Our devices commune with the unseen world, relaying its messages, reacting to its coded signals. What kind of beings are these?

Judging by the number of YouTube videos, Furbys are particularly prone to occult interference, but other electronic devices also show a propensity to turn evil. “My phone is possessed” is a popular search phrase, along with the more specific, “my iPhone 6 is possessed,” “my android phone is possessed,” and “fix possessed phone.” In one video, a sad sounding woman points to blue smears on her phone’s screen as proof that she is being “spiritually attacked,” and confides that the only thing that seems to work is rebuking the device in the name of Christ. There are also numerous videos and forums about phones or computers haunted by ghosts, communicating with spirits, or acting as Satanic portals. In another video, an LG Touch, acting seemingly of its own volition, opens and lingers fondly on a text from Cindy with a photo of a blond figure in a backyard and the words, “looking for strawberries to pull,” then calls Aaron. A third video shows a pastor wondering aloud about Siri’s capacity to reach into the souls of people near her silicon dwelling.

Demonic possession is an established trope in the way we talk about our devices, and for some, the demons are literal. But as the devices that are central to our work, leisure, and personal relationships recede further and further from a layperson’s understanding, occult metaphors become a useful way of naming the inscrutable new powers at work in our lives. The terms of magic, possession, and haunting express both awe and fear of the cloaked nature of technology that seems on the point of being able to operate without us.
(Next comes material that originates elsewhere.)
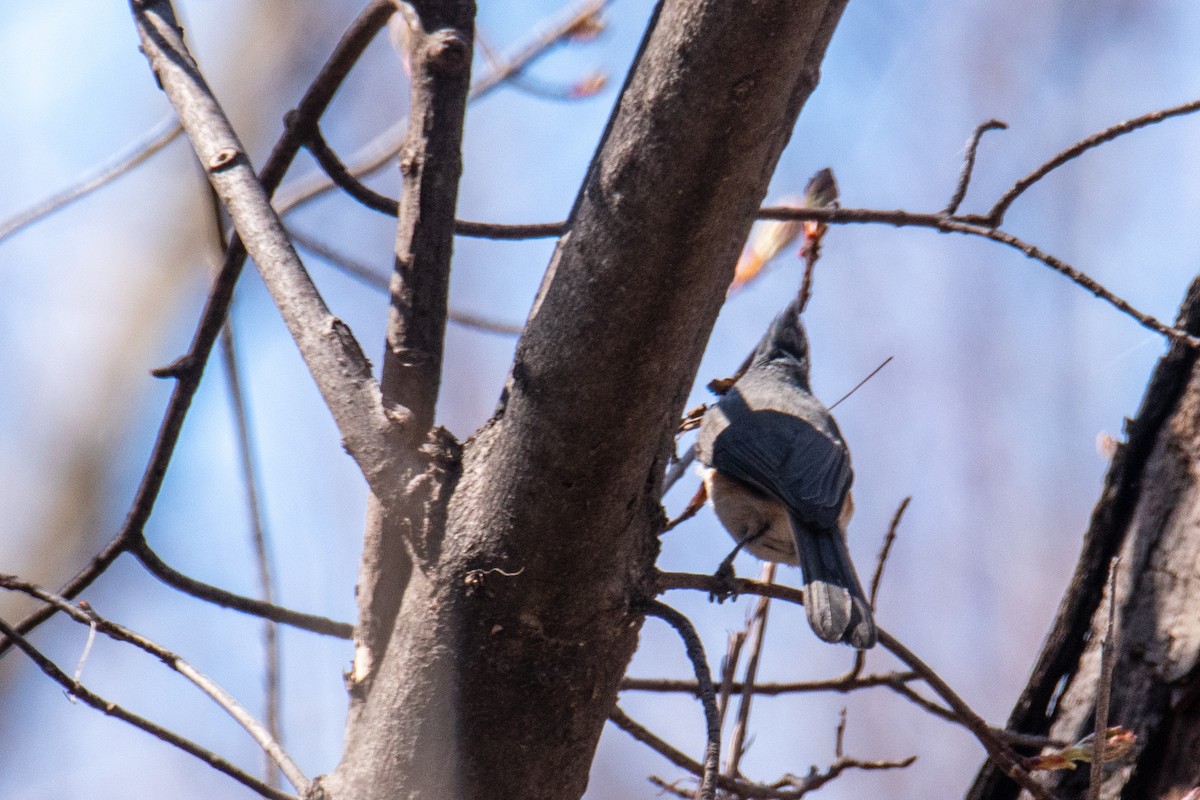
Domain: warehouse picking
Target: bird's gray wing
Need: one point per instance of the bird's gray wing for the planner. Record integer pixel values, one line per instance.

In 1973, science fiction author and futurist Arthur C. Clarke famously wrote that any sufficiently advanced technology is indistinguishable from magic: He marvelled at advances that, over his lifetime, had compressed work once done out in the open and by hand to hidden work done by pressing a button. Our devices commune with the unseen world, relaying its messages, reacting to its coded signals. They respond to secret passwords. When they run out of battery power, we say they are “dead” — does that mean that otherwise they are alive? We live on terms of intimate familiarity with our phones, iPads, and laptops, often sleeping with them at our sides. But they are largely unknown and unknowable to us. What kind of beings are these?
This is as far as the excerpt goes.